At the same time, MIT has become, relative to Harvard at least, a less attractive place to study economics, in large part because it has suffered a number of prominent defections from its faculty over the past decade.
The altered competitive landscape between the two schools represents another twist in a long, storied rivalry, but it also reflects the changes that have swept the field of economics generally.
In a sense, MIT's department is being victimized by its own success. It has remained a small shop as the profession it led to prominence has become a sprawling subject.
Moreover, the discipline's biggest names are now virtually celebrities, with opportunities extending beyond the lecture hall. Yet MIT clings to the egalitarianism that has always been its trademark; one former faculty member jokingly calls it "the last kibbutz in economics."
Whatever their comparative strengths and weaknesses, which each admit around 25 doctoral candidates annually, still boast what are widely acknowledged to be the two finest graduate programs in economics.
Storied rivalry
The rivalry between Harvard and MIT is fueled nowadays primarily by proximity and ego. "It's the narcissism of small differences," says Michael Kremer, a specialist in issues of growth and development who jumped from MIT to Harvard two years ago. And while Harvard is a more politically active department, there is no real ideological divide.
Both departments lean to the left politically, though Harvard is more catholic in its composition: its faculty includes two leading conservative economists, Robert Barro and Martin Feldstein.
Each school practices what is known as Cambridge-style economics:
While heavily mathematical, it is less formalistic and theoretical than the economics done, for example at the University of Chicago -- another storied institution that has a weaned dozens of well-known economists.
Many of the professors and students have taught or studied on both campuses, and there is frequent collaboration among faculty members. Except during recruiting season. "Recruiting is a good old-fashioned fight," said Olivier Blanchard, MIT's chairman.

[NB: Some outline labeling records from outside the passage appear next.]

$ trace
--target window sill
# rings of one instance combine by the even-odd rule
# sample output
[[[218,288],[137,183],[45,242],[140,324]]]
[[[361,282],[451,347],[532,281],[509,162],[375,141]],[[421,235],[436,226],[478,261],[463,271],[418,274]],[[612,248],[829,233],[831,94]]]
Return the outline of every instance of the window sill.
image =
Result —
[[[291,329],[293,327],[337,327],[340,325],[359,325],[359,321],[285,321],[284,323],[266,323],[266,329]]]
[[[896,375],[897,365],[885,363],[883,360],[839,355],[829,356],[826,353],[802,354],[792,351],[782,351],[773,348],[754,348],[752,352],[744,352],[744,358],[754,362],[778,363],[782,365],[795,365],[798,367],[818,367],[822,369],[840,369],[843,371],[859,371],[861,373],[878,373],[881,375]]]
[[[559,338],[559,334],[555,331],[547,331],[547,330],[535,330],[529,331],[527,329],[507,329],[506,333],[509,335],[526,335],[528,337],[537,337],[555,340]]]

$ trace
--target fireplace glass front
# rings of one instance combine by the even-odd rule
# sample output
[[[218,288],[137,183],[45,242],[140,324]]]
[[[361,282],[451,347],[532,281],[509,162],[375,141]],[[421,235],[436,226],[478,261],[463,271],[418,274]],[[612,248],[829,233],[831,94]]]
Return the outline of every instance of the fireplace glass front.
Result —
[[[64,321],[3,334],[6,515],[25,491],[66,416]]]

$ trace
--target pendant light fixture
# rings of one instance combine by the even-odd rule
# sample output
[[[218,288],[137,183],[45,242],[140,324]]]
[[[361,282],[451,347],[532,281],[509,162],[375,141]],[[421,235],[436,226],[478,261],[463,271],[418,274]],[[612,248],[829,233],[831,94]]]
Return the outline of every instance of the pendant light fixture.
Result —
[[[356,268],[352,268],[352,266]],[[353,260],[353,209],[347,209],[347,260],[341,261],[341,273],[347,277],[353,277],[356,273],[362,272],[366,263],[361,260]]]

"It usually takes a few weeks for friendships to be restored. Apart from that, it's a state of generalized incest."
It's a rivalry, however, that was conceived in bad blood. In October 1940, a remarkably gifted 25-year-old economist named Paul Samuelson, then an instructor at Harvard, was offered a professorship by MIT, which at the time had a threadbare economics department.
Harvard was expected to eagerly match the offer, but it didn't.
It was widely understood that Samuelson was snubbed because he was Jewish.
Even those who saw it differently acknowledged that anti-Semitism was a factor: the renowned Austrian economist Joseph Schumpeter, who was then teaching at Harvard, remarked: "I could understand if they didn't want to hire him because he is a Jew. But that wasn't it: he was just too brilliant for them!"
From his perch at MIT, Samuelson revolutionized economics. Although firmly in the Keynesian camp, his foremost achievement was to unite a century's worth of economic insights, many of them seemingly at odds, into a single, coherent theory -- the neo-classical synthesis, as it was called -- that would dominate economic discourse for some three decades.
He also wrote a primer on economics that, 50 years later, remains a popular introductory textbook around the world.
In the early '50s, he was joined at MIT by another talented young refugee from Harvard, Robert Solow. Together, Samuelson and Solow turned MIT into the institution that best embodied mainstream economic thought.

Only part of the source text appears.